OnceUpon is taking on all of the risk so he is entitled to 100% of the benefit. That's NOT 100% of the fees collected, b/c 20% of those fees are overhead paid to the ecosystem, thus helping to sustain the ecosystem.
Furthermore, he is being highly generous by his willingness to sell his controlling interest in the FBA revenue stream to a 3rd party that will hopefully offer that revenue stream to the community.
That is the part of the plan which is the most foggy IMO, b/c until private transfers are implemented and the STEALTH FBA begins to produce revenue, nobody has any idea what value it represents, it sheer speculation. Moreover, it is a sticky matter to dictate to a buyer of a thing what they can or can't do with it after they own it. So what control OnceUp has over the revenue stream AFTER he sells it cannot be known, especially right now before the revenue stream exists.

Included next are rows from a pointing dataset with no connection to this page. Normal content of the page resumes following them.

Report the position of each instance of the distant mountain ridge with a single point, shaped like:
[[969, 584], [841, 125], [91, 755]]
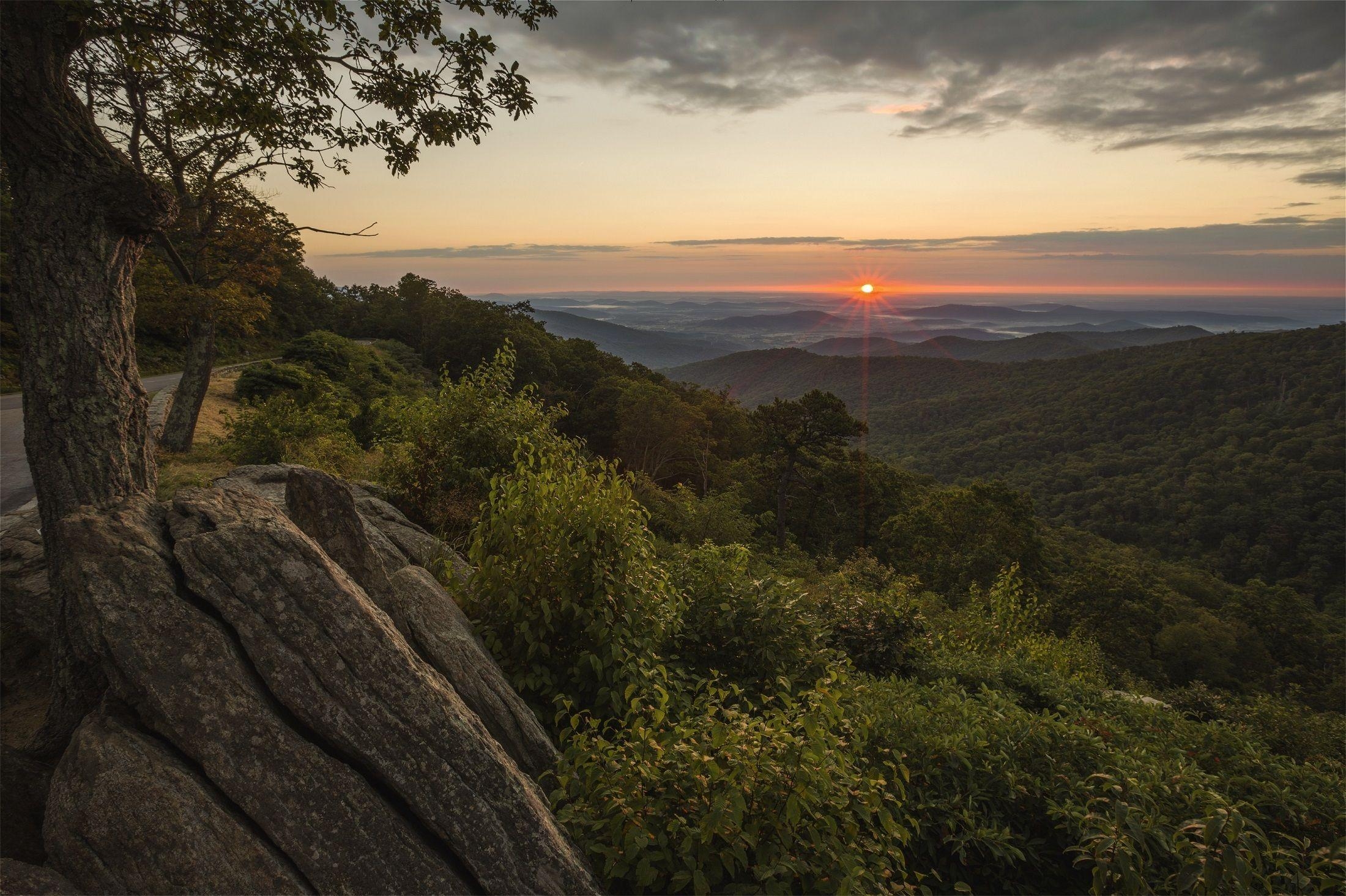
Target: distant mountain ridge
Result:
[[649, 347], [1225, 450], [994, 347], [1049, 313]]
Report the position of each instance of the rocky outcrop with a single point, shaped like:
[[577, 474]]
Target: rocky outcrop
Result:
[[151, 824], [23, 799], [287, 711], [423, 612], [26, 879]]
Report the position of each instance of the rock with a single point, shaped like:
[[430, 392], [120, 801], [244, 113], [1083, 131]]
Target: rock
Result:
[[268, 727], [423, 612], [30, 616], [24, 879], [151, 824], [170, 657], [330, 657], [23, 794], [414, 542]]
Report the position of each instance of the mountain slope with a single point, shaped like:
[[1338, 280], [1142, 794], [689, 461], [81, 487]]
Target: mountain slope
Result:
[[788, 322], [649, 347], [1227, 450], [963, 345]]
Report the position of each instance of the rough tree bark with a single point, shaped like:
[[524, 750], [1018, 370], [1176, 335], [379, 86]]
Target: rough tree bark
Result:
[[81, 218], [190, 394]]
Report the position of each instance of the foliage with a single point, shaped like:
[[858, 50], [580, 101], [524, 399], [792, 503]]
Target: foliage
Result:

Just for the sake of argument lets say private transfers are wildly successful and OnceUp sells his entire stake in the FBA revenue stream to a 3rd party that says they'll offer some of it to the public but that 3rd party changes their mind and decides to keep 100% of his proceeds (80% of the fees). That is their right to do, barring some license or contractual agreement with OnceUp to the contrary. In such a scenario there is nothing stopping someone else from offering a competing solution and trying to capture a portion of that lucrative revenue pie. If their "new and improved" private transfer feature has value, can be marketed effectively to capture a portion of the market and return proceeds to the community as OnceUp intended, it might succeed in capturing a significant portion of the market or applying enough pressure on the incumbent feature provider to start offering dividends.
Point is we can't be certain of what the future brings but denying an investor the rewards of his investment and expecting an entitlement to the upsides but not the downsides is totally contrary to the free market principles this ecosystem is built on.